Comments

PipelineAudio wrote on 1/17/2003, 7:54 PM
AES 31 is working in EDL Convert pro right? is Vegas working with that app ?
ramallo wrote on 1/17/2003, 8:49 PM
Hello,

Works in Nuendo too!.

But: I want to use AES31 with Vegas (Is a request like all of your posts, ok), and I don't want to use any application more. I don't want to pay 549$ (More than Vegas), and I don't want any dongle more.

Cheers

P.D. You work for Cui Bono Soft?
PipelineAudio wrote on 1/17/2003, 9:13 PM
No I dont work for them...Im just thinking they are our best hope right now, so Ive been emailing them and bugging them...they support AES31, but their vegas support seems odd. Maybe the stuff they are talking about in the other scripting thread, on this forum may come to bear us fruit.

Im definitely with you on this one Ramallo, 100% with you. Just the ability to say, " yeah, bring in your PT files, I can use em" would be a hefty grin on my face!
MarkWWW wrote on 1/18/2003, 8:07 AM
I've been looking at the published spec for AES31-3 (single copies can be downloaded free from http://www.aes.org/standards/b_pub/aes-standards-in-print.cfm in case anyone else is interested) and it seems to me that, now that V4 will have support for scripting, it should not be too difficult a task to create a script that will allow an AES31 ADL to be imported into Vegas.

I reckon it's possible I could even do it myself, although it's a long time since I did any programming and it would take me ages to get back up to speed and get anything working. But someone who's familiar with JScript could probably do it relatively quickly. Writing a script to export an AES31 ADL from Vegas looks to me like it would be rather more difficult, but for someone who really knew what they were doing, probably not impossible.

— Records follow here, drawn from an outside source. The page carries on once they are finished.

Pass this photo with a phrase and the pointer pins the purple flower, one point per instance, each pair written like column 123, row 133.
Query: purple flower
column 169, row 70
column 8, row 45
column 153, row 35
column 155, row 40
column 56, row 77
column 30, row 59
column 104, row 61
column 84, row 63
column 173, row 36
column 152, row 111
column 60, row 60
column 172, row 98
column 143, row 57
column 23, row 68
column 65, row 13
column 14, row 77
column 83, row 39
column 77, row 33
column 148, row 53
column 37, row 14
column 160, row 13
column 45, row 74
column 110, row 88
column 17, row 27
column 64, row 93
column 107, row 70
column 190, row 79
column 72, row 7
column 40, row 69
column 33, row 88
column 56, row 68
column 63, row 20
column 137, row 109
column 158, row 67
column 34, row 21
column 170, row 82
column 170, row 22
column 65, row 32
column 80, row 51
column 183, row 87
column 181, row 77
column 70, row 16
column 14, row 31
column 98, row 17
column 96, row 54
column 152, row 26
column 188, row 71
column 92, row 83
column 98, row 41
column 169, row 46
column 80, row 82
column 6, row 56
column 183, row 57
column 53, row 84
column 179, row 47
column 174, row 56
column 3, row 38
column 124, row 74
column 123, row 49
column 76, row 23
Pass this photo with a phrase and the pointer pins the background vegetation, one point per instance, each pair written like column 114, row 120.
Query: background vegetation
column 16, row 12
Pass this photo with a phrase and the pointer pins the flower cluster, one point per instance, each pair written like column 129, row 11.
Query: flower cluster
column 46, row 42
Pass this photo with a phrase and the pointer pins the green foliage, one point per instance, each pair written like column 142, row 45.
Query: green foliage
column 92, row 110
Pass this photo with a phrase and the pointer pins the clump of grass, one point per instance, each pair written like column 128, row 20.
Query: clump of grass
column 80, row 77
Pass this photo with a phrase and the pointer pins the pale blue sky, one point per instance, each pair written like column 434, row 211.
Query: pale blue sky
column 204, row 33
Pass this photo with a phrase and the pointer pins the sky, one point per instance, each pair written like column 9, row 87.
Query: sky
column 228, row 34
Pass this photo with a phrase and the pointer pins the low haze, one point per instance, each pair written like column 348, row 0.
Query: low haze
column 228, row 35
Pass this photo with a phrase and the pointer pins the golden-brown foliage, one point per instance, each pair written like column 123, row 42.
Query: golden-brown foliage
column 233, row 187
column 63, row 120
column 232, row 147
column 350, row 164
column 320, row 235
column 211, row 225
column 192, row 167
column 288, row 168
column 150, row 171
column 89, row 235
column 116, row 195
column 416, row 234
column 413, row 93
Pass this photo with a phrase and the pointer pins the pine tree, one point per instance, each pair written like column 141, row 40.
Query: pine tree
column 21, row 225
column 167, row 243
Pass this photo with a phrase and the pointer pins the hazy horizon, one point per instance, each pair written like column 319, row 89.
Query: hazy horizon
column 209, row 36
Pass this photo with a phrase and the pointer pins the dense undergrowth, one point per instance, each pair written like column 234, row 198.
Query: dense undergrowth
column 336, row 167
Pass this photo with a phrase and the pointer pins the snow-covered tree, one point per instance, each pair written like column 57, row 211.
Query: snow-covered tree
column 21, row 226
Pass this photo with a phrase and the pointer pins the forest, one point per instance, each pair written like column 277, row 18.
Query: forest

All this would depend upon what the full capabilities of the Vegas scripting aparatus are, and we haven't yet seen the documentation so it's hard to be sure, but it looks very likely to me that someone who is interested and skilled enough could come up with something very useful indeed.

OMF looks to me much more tricky to handle - it's a much more ambitious format and I wouldn't even want to start looking at doing anything with it myself, but AES31, due to its relatively modest aims and human-readable approach, should be a goer I reckon.